Software & Language Model
Mentat uses Phi 3.5 mini, deployed via LlamaEdge, to handle natural language tasks efficiently:
- Context Window
We have set a context limit of 32,000 tokens to evaluate and manage memory usage. - No Fine-Tuning
During both implementation and testing, we used the base model without additional fine-tuning. - Proactive Prompts
Mentat maintains a continuous conversation by using a sequence of question templates that iteratively engage the model until it completes the data-collection task.
Inference, Databases, and RAG
After data collection, Mentat shifts into an inference mode to support clinicians:
- Structured Data Retrieval
- A medical specialist selects a patient.
- Mentat queries its local database for the structured information (in JSON) gathered during the recording phase.
- Pre-Diagnostic Generation
- The model uses the patient’s structured information as context.
- It produces a pre-diagnostic, which is essentially a textual summary of the potential issues or next steps.
- Retrieval-Augmented Generation (RAG)
- Mentat employs a retrieval pipeline to fetch additional medical references from a local corpus.
- RAG integrates database queries and the model’s knowledge to bolster the pre-diagnostic with relevant facts, common treatments, or cautionary notes.
Few-Shot Prompting
Mentat adapts to new clinical scenarios by incorporating few-shot prompting:
- Minimal Labeled Data
The model can handle specific tasks with limited examples. - In-Context Learning
We provide short demonstrations or instructions, and Mentat then refines its outputs accordingly. - Improved Adaptability
This approach enhances Mentat’s ability to handle diverse medical inquiries and maintain consistent answer formatting.
Putting It All Together
Below is a schematic illustrating how Mentat blends RAG and tokenization to move from a clinician’s question to a grounded diagnostic suggestion:

Figure 3. Schematic for retrieval-augmented generation with BioBERT embeddings.
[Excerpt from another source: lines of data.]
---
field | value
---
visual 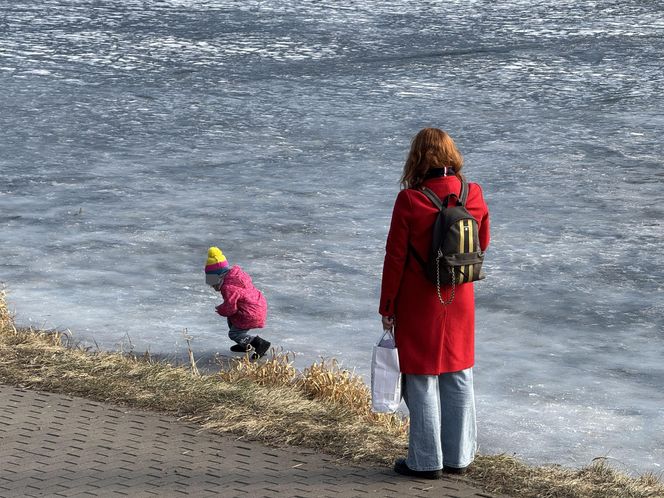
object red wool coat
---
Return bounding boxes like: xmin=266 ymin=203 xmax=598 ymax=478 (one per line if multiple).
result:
xmin=216 ymin=265 xmax=267 ymax=329
xmin=379 ymin=176 xmax=489 ymax=375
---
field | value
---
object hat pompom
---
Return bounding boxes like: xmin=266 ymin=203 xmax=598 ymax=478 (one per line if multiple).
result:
xmin=205 ymin=246 xmax=228 ymax=274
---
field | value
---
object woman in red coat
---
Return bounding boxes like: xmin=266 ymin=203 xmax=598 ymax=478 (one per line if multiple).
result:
xmin=379 ymin=128 xmax=489 ymax=479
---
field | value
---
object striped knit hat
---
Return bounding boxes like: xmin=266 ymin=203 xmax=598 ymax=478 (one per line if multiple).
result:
xmin=205 ymin=247 xmax=230 ymax=285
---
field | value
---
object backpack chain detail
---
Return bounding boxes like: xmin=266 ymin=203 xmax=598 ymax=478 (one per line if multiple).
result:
xmin=409 ymin=179 xmax=484 ymax=306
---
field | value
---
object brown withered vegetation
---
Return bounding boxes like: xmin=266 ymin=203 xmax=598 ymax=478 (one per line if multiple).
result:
xmin=0 ymin=291 xmax=664 ymax=498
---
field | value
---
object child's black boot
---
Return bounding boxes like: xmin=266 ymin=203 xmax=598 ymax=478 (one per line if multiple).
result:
xmin=231 ymin=343 xmax=251 ymax=353
xmin=249 ymin=336 xmax=270 ymax=360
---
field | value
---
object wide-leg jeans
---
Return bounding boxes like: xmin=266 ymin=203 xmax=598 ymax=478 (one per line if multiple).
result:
xmin=403 ymin=368 xmax=477 ymax=470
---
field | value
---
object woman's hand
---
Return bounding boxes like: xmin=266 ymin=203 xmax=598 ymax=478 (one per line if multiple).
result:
xmin=382 ymin=316 xmax=394 ymax=330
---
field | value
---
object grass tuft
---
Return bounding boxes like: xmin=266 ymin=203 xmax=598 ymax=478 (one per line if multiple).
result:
xmin=0 ymin=289 xmax=664 ymax=498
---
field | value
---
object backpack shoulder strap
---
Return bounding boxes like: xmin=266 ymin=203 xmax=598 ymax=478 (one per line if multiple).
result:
xmin=420 ymin=187 xmax=443 ymax=211
xmin=459 ymin=178 xmax=470 ymax=206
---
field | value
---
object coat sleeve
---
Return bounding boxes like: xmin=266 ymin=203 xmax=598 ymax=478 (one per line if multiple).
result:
xmin=378 ymin=190 xmax=411 ymax=316
xmin=217 ymin=285 xmax=240 ymax=316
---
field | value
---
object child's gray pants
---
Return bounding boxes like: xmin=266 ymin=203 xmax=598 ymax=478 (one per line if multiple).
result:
xmin=403 ymin=368 xmax=477 ymax=470
xmin=228 ymin=320 xmax=254 ymax=346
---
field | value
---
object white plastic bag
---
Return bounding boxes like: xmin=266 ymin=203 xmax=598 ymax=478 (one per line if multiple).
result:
xmin=371 ymin=330 xmax=401 ymax=413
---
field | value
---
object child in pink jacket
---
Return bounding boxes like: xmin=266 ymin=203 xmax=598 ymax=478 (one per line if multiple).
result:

- Diagnostic & Corpus: Mentat takes the preliminary diagnostic and queries local medical records.
- BioBERT Tokenization: Converts text into embeddings, capturing semantic context.
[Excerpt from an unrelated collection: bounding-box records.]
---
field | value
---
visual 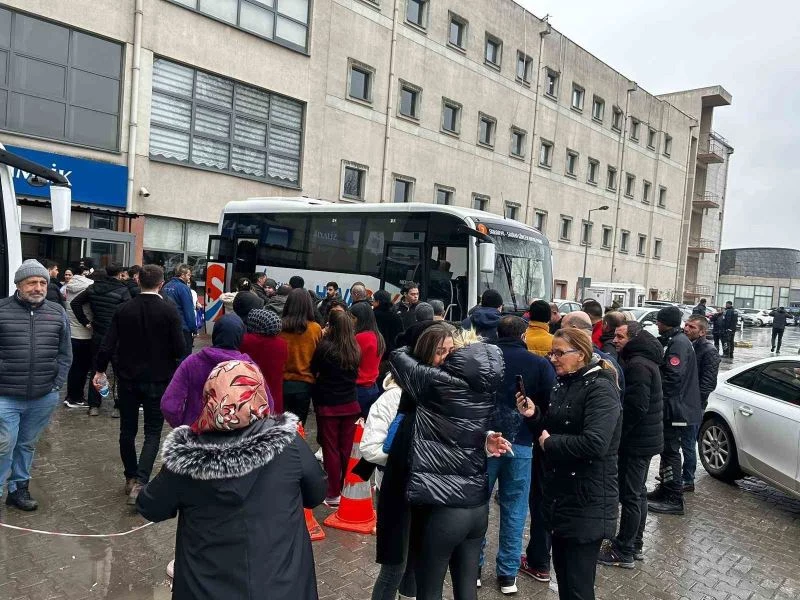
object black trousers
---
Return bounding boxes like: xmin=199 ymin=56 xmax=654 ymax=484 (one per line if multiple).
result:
xmin=553 ymin=535 xmax=603 ymax=600
xmin=614 ymin=454 xmax=651 ymax=557
xmin=772 ymin=327 xmax=783 ymax=352
xmin=658 ymin=423 xmax=683 ymax=499
xmin=117 ymin=379 xmax=169 ymax=484
xmin=525 ymin=448 xmax=551 ymax=572
xmin=413 ymin=503 xmax=488 ymax=600
xmin=67 ymin=338 xmax=94 ymax=402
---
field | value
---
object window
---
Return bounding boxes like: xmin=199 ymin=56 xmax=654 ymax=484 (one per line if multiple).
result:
xmin=171 ymin=0 xmax=310 ymax=50
xmin=586 ymin=158 xmax=600 ymax=185
xmin=0 ymin=9 xmax=124 ymax=150
xmin=581 ymin=221 xmax=592 ymax=246
xmin=592 ymin=96 xmax=606 ymax=123
xmin=601 ymin=225 xmax=614 ymax=249
xmin=472 ymin=194 xmax=489 ymax=210
xmin=406 ymin=0 xmax=428 ymax=29
xmin=606 ymin=167 xmax=617 ymax=191
xmin=511 ymin=127 xmax=527 ymax=158
xmin=342 ymin=161 xmax=367 ymax=201
xmin=564 ymin=150 xmax=578 ymax=177
xmin=150 ymin=58 xmax=304 ymax=186
xmin=347 ymin=59 xmax=375 ymax=102
xmin=636 ymin=233 xmax=647 ymax=256
xmin=544 ymin=69 xmax=558 ymax=98
xmin=442 ymin=98 xmax=461 ymax=135
xmin=484 ymin=33 xmax=503 ymax=69
xmin=558 ymin=215 xmax=572 ymax=242
xmin=517 ymin=51 xmax=533 ymax=85
xmin=533 ymin=210 xmax=547 ymax=233
xmin=478 ymin=113 xmax=497 ymax=148
xmin=647 ymin=127 xmax=658 ymax=150
xmin=642 ymin=181 xmax=652 ymax=204
xmin=539 ymin=140 xmax=553 ymax=167
xmin=625 ymin=173 xmax=636 ymax=198
xmin=447 ymin=13 xmax=467 ymax=50
xmin=394 ymin=177 xmax=414 ymax=203
xmin=572 ymin=83 xmax=586 ymax=110
xmin=611 ymin=106 xmax=622 ymax=131
xmin=619 ymin=231 xmax=631 ymax=254
xmin=630 ymin=118 xmax=640 ymax=142
xmin=398 ymin=80 xmax=422 ymax=120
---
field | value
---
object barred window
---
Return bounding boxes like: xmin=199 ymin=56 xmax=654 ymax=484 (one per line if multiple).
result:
xmin=150 ymin=58 xmax=303 ymax=186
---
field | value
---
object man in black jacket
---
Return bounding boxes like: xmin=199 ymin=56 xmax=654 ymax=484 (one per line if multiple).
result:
xmin=69 ymin=264 xmax=131 ymax=419
xmin=598 ymin=321 xmax=664 ymax=569
xmin=682 ymin=315 xmax=720 ymax=492
xmin=94 ymin=265 xmax=184 ymax=504
xmin=647 ymin=306 xmax=702 ymax=515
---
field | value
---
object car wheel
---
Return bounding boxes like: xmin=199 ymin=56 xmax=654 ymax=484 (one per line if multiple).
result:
xmin=700 ymin=417 xmax=744 ymax=483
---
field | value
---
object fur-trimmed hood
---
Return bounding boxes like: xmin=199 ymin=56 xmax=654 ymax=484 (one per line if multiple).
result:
xmin=161 ymin=413 xmax=298 ymax=480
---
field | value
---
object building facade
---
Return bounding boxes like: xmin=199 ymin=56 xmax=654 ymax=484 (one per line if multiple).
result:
xmin=717 ymin=248 xmax=800 ymax=309
xmin=0 ymin=0 xmax=732 ymax=299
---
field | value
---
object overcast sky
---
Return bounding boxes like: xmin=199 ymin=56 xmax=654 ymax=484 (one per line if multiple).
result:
xmin=516 ymin=0 xmax=800 ymax=248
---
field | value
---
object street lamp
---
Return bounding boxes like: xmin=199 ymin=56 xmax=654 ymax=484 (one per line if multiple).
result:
xmin=580 ymin=205 xmax=608 ymax=302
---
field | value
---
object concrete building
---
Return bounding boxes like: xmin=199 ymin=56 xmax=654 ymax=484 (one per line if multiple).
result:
xmin=717 ymin=248 xmax=800 ymax=308
xmin=0 ymin=0 xmax=730 ymax=299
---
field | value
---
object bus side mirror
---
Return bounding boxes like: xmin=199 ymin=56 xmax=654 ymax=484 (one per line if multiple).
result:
xmin=478 ymin=242 xmax=497 ymax=273
xmin=50 ymin=185 xmax=72 ymax=233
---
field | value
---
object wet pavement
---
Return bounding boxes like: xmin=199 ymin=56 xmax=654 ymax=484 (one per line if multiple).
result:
xmin=0 ymin=327 xmax=800 ymax=600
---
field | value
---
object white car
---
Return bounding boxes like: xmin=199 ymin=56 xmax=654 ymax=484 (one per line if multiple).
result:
xmin=699 ymin=356 xmax=800 ymax=498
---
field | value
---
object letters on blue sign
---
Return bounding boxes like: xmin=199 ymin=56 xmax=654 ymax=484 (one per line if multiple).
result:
xmin=6 ymin=146 xmax=128 ymax=208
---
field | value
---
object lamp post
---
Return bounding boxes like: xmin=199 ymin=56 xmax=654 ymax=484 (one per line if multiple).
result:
xmin=580 ymin=205 xmax=608 ymax=302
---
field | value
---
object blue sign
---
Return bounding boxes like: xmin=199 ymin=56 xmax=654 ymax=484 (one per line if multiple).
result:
xmin=6 ymin=146 xmax=128 ymax=209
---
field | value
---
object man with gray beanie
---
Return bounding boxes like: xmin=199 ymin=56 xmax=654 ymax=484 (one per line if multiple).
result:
xmin=0 ymin=259 xmax=72 ymax=511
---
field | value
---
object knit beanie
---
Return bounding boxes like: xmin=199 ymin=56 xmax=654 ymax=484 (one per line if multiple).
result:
xmin=656 ymin=306 xmax=683 ymax=327
xmin=14 ymin=258 xmax=50 ymax=283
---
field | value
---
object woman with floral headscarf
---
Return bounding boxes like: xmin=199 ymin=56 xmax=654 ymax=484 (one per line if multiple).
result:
xmin=136 ymin=360 xmax=326 ymax=600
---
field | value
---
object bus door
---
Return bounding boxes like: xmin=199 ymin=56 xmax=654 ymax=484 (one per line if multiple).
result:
xmin=381 ymin=242 xmax=425 ymax=301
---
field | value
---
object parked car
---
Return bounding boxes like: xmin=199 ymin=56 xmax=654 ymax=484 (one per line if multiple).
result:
xmin=699 ymin=356 xmax=800 ymax=498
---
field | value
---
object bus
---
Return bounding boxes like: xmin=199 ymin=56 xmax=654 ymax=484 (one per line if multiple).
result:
xmin=205 ymin=198 xmax=552 ymax=322
xmin=0 ymin=144 xmax=72 ymax=298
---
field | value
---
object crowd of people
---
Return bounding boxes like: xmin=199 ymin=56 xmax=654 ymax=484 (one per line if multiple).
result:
xmin=0 ymin=260 xmax=720 ymax=600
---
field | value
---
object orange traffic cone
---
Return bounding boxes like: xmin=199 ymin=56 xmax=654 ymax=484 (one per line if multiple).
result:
xmin=322 ymin=419 xmax=376 ymax=534
xmin=297 ymin=423 xmax=325 ymax=542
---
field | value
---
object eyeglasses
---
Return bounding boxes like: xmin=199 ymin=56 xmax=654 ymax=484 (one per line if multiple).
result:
xmin=545 ymin=350 xmax=580 ymax=360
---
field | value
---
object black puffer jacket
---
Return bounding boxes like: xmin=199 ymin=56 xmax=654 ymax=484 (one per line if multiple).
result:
xmin=391 ymin=343 xmax=504 ymax=508
xmin=619 ymin=331 xmax=664 ymax=456
xmin=527 ymin=365 xmax=622 ymax=543
xmin=69 ymin=277 xmax=131 ymax=338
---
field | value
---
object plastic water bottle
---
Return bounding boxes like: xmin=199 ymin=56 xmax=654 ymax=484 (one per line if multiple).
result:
xmin=94 ymin=373 xmax=109 ymax=398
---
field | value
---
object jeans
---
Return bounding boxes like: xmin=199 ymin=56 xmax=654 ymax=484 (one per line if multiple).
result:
xmin=356 ymin=383 xmax=381 ymax=419
xmin=553 ymin=535 xmax=602 ymax=600
xmin=67 ymin=338 xmax=94 ymax=402
xmin=614 ymin=454 xmax=651 ymax=558
xmin=681 ymin=425 xmax=700 ymax=484
xmin=317 ymin=415 xmax=358 ymax=498
xmin=0 ymin=391 xmax=58 ymax=496
xmin=117 ymin=379 xmax=169 ymax=484
xmin=525 ymin=452 xmax=551 ymax=573
xmin=480 ymin=444 xmax=533 ymax=577
xmin=412 ymin=503 xmax=489 ymax=600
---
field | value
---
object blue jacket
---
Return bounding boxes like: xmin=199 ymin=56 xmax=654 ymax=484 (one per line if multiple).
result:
xmin=161 ymin=277 xmax=197 ymax=333
xmin=489 ymin=338 xmax=556 ymax=446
- Cosine Similarity: Ranks potential matches from the corpus.
- Grounded Diagnostic: Combines the matched information with the initial question and context to produce a final, structured suggestion.
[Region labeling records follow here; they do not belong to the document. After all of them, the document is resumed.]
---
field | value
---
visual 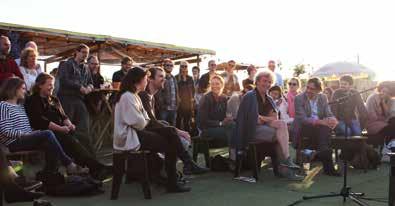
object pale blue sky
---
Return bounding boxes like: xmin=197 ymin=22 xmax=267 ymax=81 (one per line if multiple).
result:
xmin=0 ymin=0 xmax=395 ymax=79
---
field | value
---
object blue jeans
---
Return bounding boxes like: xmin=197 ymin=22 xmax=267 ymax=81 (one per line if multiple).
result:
xmin=8 ymin=130 xmax=72 ymax=172
xmin=159 ymin=110 xmax=177 ymax=127
xmin=336 ymin=119 xmax=362 ymax=136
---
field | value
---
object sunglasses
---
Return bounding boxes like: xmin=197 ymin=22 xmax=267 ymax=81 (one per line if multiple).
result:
xmin=306 ymin=86 xmax=317 ymax=91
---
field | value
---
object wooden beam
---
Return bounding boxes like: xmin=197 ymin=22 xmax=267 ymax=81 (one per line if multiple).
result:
xmin=141 ymin=54 xmax=200 ymax=66
xmin=46 ymin=43 xmax=97 ymax=63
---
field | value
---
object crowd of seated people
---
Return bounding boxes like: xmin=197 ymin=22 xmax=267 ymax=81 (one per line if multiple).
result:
xmin=0 ymin=31 xmax=395 ymax=202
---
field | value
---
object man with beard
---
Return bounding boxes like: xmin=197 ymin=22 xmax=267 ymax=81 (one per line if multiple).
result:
xmin=58 ymin=44 xmax=94 ymax=154
xmin=139 ymin=67 xmax=208 ymax=175
xmin=0 ymin=36 xmax=23 ymax=85
xmin=156 ymin=59 xmax=179 ymax=126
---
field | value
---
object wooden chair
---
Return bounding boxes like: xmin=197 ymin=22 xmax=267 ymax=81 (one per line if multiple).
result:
xmin=234 ymin=141 xmax=279 ymax=181
xmin=6 ymin=150 xmax=44 ymax=162
xmin=111 ymin=150 xmax=152 ymax=200
xmin=388 ymin=148 xmax=395 ymax=206
xmin=331 ymin=135 xmax=369 ymax=172
xmin=191 ymin=136 xmax=213 ymax=168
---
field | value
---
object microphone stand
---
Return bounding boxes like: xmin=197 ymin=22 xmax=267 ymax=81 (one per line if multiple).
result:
xmin=290 ymin=87 xmax=376 ymax=206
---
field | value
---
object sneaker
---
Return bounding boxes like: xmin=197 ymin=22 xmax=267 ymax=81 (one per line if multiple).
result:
xmin=14 ymin=176 xmax=43 ymax=191
xmin=280 ymin=157 xmax=300 ymax=170
xmin=279 ymin=167 xmax=304 ymax=181
xmin=183 ymin=162 xmax=210 ymax=175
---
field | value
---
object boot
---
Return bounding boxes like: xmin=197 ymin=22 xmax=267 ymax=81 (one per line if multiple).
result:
xmin=4 ymin=182 xmax=44 ymax=203
xmin=14 ymin=176 xmax=43 ymax=191
xmin=167 ymin=183 xmax=191 ymax=193
xmin=317 ymin=150 xmax=341 ymax=176
xmin=180 ymin=151 xmax=210 ymax=175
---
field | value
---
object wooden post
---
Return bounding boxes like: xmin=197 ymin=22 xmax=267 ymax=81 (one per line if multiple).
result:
xmin=196 ymin=55 xmax=200 ymax=67
xmin=97 ymin=44 xmax=101 ymax=62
Note: While Mentat aims to streamline patient data entry and provide supportive diagnostic insights, it is not a standalone diagnostic tool. Medical professionals remain the final authority on patient care and decisions.
Hardware
Our future design envisions a handheld tablet that remains offline and preserves data integrity:
- Nvidia Orin NX 16GB – Core GPU for local inference.
- ReComputer J4012 – Carrier board for Orin NX.
- ReSpeaker Lite – For natural language processing.
- Touch Screen & Speaker – For interactive and audio outputs.
- Custom 3D-Printed Case – Protects internal components.
Conclusion
By integrating proactive conversation templates, structured data storage, few-shot learning, and retrieval-augmented generation, Mentat provides a robust, human-in-the-loop system. This end-to-end approach helps medical teams collect patient data more reliably and generate targeted insights without compromising on security or data privacy.